Federal corrections investigator Ivan Zinger called the situation "appalling and shameful."
"It's just trending always, year after year, in the wrong direction. And this is irregardless of what various governments have done," he said.
Federally sentenced women incarcerated since 2012
The Indigenous inmate population has increased roughly 18 per cent over the past decade, while the number of non-Indigenous inmates has dropped by 28 per cent in the same period, says Zinger's report.
Cree lawyer Eleanore Sunchild said the rising numbers are disturbing but not surprising because she doesn't think the Canadian justice system sees Indigenous people as "human beings."
"These numbers just reflect the ongoing systemic racism and battle our people face in the criminal justice system," she said.
While the percentage of non-Indigenous offenders has dropped, Zinger said, there hasn't been a corresponding drop among Indigenous inmates because they are more likely to serve longer portions of their sentence and are less likely to be granted parole or conditional release.
In an emailed statement, the Correctional Service of Canada (CSC) said it shares Zinger's concern and pointed to a number of initiatives it's undertaking, such as healing lodges that offer culturally appropriate services to Indigenous offenders.
"We are making progress but recognize there is more work to do. CSC will continue to work with its criminal justice partners and Indigenous communities to support the rehabilitation of Indigenous offenders," the statement says.
Government not doing enough, critics say
But Zinger and a number of advocates said the government needs to go much further.
In the 10 healing lodges operated in part by CSC, there are only 200 spaces available. Zinger said that's not enough and the lodges need more funding.
Marion Buller, who served as the chief commissioner of the National Inquiry into Missing and Murdered Indigenous Women and Girls, echoed Zinger's point.
The inquiry's final report offered 13 recommendations to address over-incarceration of Indigenous women, including calls for more Indigenous-run and culturally appropriate rehabilitation programs.

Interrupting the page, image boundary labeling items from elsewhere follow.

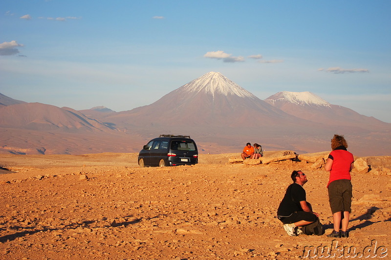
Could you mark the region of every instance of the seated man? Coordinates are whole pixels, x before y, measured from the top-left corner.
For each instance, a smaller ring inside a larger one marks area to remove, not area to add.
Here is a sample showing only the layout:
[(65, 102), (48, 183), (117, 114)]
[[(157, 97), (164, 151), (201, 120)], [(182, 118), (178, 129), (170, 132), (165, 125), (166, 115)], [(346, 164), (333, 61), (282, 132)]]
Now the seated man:
[(303, 187), (308, 181), (305, 175), (301, 171), (293, 171), (291, 178), (293, 183), (286, 189), (277, 210), (277, 217), (288, 235), (293, 237), (299, 234), (299, 227), (317, 221), (319, 214), (312, 211), (311, 204), (306, 201)]
[(244, 148), (243, 148), (243, 152), (241, 153), (241, 159), (243, 160), (247, 158), (251, 158), (254, 154), (254, 147), (251, 146), (251, 144), (248, 142)]

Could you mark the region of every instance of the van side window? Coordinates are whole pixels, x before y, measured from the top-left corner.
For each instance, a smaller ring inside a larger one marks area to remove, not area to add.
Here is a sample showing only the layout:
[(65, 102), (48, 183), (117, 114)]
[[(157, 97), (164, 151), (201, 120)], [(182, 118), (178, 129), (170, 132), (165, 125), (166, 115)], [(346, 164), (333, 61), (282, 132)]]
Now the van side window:
[(171, 149), (172, 150), (195, 151), (196, 145), (192, 141), (173, 141), (171, 142)]
[(160, 141), (155, 141), (153, 142), (153, 145), (152, 149), (159, 149), (159, 145), (160, 144)]
[(153, 142), (153, 141), (151, 141), (150, 142), (149, 142), (147, 145), (147, 149), (146, 150), (151, 150), (151, 147), (152, 147), (152, 143)]
[(168, 141), (162, 141), (160, 142), (159, 149), (167, 149), (168, 148)]

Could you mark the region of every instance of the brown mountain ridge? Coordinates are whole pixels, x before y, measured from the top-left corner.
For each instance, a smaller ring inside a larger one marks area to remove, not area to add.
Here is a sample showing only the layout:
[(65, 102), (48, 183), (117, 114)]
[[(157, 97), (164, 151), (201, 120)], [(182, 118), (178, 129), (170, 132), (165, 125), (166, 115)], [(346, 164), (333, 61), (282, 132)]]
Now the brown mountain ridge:
[(339, 134), (357, 156), (391, 154), (391, 124), (325, 105), (306, 93), (290, 93), (297, 100), (277, 93), (262, 100), (210, 72), (150, 105), (126, 111), (3, 105), (0, 153), (134, 152), (152, 138), (174, 134), (191, 135), (200, 153), (239, 152), (248, 141), (265, 150), (305, 153), (329, 150), (330, 139)]

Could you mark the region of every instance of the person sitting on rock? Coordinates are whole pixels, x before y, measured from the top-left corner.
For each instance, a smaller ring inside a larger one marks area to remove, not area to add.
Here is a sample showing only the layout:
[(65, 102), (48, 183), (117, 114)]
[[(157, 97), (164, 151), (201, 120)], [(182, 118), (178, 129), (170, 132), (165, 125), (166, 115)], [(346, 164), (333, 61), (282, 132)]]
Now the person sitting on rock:
[(306, 200), (303, 187), (308, 181), (305, 175), (302, 171), (293, 171), (291, 178), (293, 183), (286, 189), (277, 210), (277, 218), (288, 235), (294, 237), (301, 231), (299, 227), (315, 222), (319, 214), (312, 211), (312, 207)]
[(253, 159), (258, 159), (260, 157), (263, 157), (263, 152), (262, 151), (262, 146), (257, 143), (254, 144), (254, 154)]
[(254, 154), (254, 147), (251, 146), (251, 144), (248, 142), (244, 148), (243, 148), (243, 152), (241, 153), (241, 159), (243, 160), (247, 158), (251, 158)]

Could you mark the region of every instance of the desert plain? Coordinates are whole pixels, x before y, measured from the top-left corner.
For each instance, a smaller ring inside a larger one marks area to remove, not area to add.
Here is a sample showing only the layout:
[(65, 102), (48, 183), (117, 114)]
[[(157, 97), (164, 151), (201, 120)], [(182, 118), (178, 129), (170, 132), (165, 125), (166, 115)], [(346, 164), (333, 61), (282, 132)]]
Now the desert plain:
[[(229, 163), (239, 155), (140, 168), (136, 153), (0, 154), (0, 258), (391, 259), (389, 173), (352, 173), (349, 237), (331, 239), (328, 173), (304, 161)], [(275, 217), (299, 169), (322, 236), (289, 237)]]

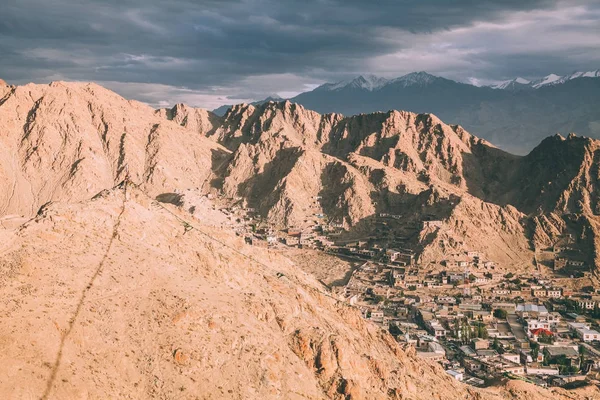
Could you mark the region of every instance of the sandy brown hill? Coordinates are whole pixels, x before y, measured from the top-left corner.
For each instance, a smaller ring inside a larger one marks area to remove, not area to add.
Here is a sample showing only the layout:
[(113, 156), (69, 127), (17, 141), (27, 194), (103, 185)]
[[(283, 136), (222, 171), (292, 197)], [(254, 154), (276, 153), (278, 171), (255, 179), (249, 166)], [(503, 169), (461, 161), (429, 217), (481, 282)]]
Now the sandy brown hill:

"The programming that's there isn't available as much as anybody would like, especially the inmates," Buller said. "And the programming that is available more often than not isn't culturally appropriate, and the culturally appropriate programming is underfunded and understaffed."
Mandatory minimum sentences
Before joining the Red Chamber, Sen. Kim Pate was executive director of the Canadian Association of Elizabeth Fry Societies, which works on issues affecting women in the justice system.
She said the government also needs to look at the underlying causes of Indigenous overrepresentation in federal prisons.
"Just putting more Indigenous programs and services, or saying you're doing that — and largely that's been performative anyway — is not going to solve it," she said.
Justice Minister David Lametti cited the recently tabled Bill C-5 — which would cut a number of mandatory minimum sentences from the Criminal Code — as a tool to address the overrepresentation of Indigenous people in the prison system.
"C-5 is an important step in addressing the distressing statistics in the Corrections Investigator's report," Lametti said in a media statement.
But Pate said the government needs to go further and allow judges more discretion on mandatory minimum sentences in cases involving Indigenous offenders.
Sunchild said the government needs to put more emphasis on so-called Gladue reports — pre-sentencing and bail hearing reports that inform judges of the backgrounds of Indigenous offenders, including instances of trauma.
"The jails are full of Indigenous people who are survivors of Indian residential schools, or the children of survivors," she said.
Zinger said he is optimistic that the government will start making meaningful changes. He pointed to the fact that Lametti's mandate letter — his marching orders from the prime minister — task him with addressing the overrepresentation of Indigenous people in prisons.